President Barack Obama’s National Security Adviser Gen. James Jones responded to Karzai’s demand for an end to U.S. airstrikes by saying, “We’re going to take a look at trying to make sure that we correct those things we can correct, but certainly to tie the hands of our commanders and say we’re not going to conduct air strikes, it would be imprudent.”
The airstrike in western Farah province that killed nearly 150 civilians last week, provoking protests by hundreds of university students in Kabul, was also ordered by Special Operations Forces.
McChrystal’s nomination to become director of the Joint Staff at the Pentagon in May 2008 was held up for months while the Senate Armed Services Committee investigated a pattern of abuse of detainees by military personnel under his command. Sixty-four service personnel assigned or attached to Special Operations units were disciplined for detainee abuse between early 2004 and the end of 2007.
Capt. Carolyn Wood, an operations officer with the 519th Military Intelligence Battalion, gave military investigators a sworn statement in 2004 in which she said she had drawn guidance for interrogation from a directive called “TF-121 IROE,” which had been given to the members of Task Force 121, a unit directly under JSOC.

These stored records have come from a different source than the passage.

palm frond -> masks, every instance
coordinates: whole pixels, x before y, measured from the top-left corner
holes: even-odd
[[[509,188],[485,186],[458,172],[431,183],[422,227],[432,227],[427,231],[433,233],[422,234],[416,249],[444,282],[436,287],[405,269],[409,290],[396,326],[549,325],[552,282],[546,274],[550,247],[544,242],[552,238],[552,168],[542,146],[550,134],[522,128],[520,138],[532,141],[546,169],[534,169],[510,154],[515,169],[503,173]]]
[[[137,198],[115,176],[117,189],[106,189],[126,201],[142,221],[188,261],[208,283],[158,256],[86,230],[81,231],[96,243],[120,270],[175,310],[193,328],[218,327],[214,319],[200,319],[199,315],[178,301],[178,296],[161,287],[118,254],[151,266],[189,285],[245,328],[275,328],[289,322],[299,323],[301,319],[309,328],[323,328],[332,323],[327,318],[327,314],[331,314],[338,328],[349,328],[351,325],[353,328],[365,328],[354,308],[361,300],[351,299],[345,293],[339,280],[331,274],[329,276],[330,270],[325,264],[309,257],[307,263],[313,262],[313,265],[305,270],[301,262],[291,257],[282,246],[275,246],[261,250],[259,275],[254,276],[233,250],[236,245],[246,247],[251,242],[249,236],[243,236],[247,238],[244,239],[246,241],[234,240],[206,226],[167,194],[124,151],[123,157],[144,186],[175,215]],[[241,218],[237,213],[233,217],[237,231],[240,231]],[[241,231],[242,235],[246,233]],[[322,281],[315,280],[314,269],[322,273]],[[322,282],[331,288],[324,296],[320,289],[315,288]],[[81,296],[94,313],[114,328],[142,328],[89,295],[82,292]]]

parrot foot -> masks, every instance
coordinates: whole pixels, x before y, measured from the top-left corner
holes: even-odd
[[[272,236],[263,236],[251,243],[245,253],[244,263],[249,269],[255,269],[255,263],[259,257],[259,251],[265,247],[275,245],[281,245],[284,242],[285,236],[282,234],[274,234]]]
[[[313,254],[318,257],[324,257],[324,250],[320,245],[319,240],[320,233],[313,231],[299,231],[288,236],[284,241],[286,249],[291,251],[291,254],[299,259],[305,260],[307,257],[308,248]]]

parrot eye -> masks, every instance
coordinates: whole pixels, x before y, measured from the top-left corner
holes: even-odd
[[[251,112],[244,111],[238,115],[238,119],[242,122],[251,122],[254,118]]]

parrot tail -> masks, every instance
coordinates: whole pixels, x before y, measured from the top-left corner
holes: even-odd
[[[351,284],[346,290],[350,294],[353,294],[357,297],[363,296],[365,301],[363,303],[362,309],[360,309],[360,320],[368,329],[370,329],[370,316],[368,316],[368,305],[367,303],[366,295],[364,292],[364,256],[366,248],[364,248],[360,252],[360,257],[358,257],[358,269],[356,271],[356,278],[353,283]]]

However, the military refused to make that document public, despite requests from the American Civil Liberties Union and other human rights groups, protecting McChrystal from legal proceedings regarding his responsibility for detainee abuses.
He was never held accountable for those abuses, supposedly because of the secrecy of the operation of JSOC.
Although he has been linked with detainee abuses and raids that killed considerable numbers of civilians, McChrystal has not had any direct experience with the nonmilitary elements of counterinsurgency strategy.
W. Patrick Lang, formerly the defense intelligence officer for the Middle East, suggested in his blog on May 11 that the McChrystal nomination “sounds like a paradigm shift in which Obama’s policy of destroying the leadership of Al Qaeda in Afghanistan and Pakistan takes priority over everything else.”
The choice of McChrystal certainly appears to signal the administration’s readiness to continue the special ops raids and airstrikes that are generating growing Afghan opposition to the U.S. military presence.
Gareth Porter is an investigative historian and journalist specializing in U.S. national security policy. The paperback edition of his latest book, Perils of Dominance: Imbalance of Power and the Road to War in Vietnam, was published in 2006.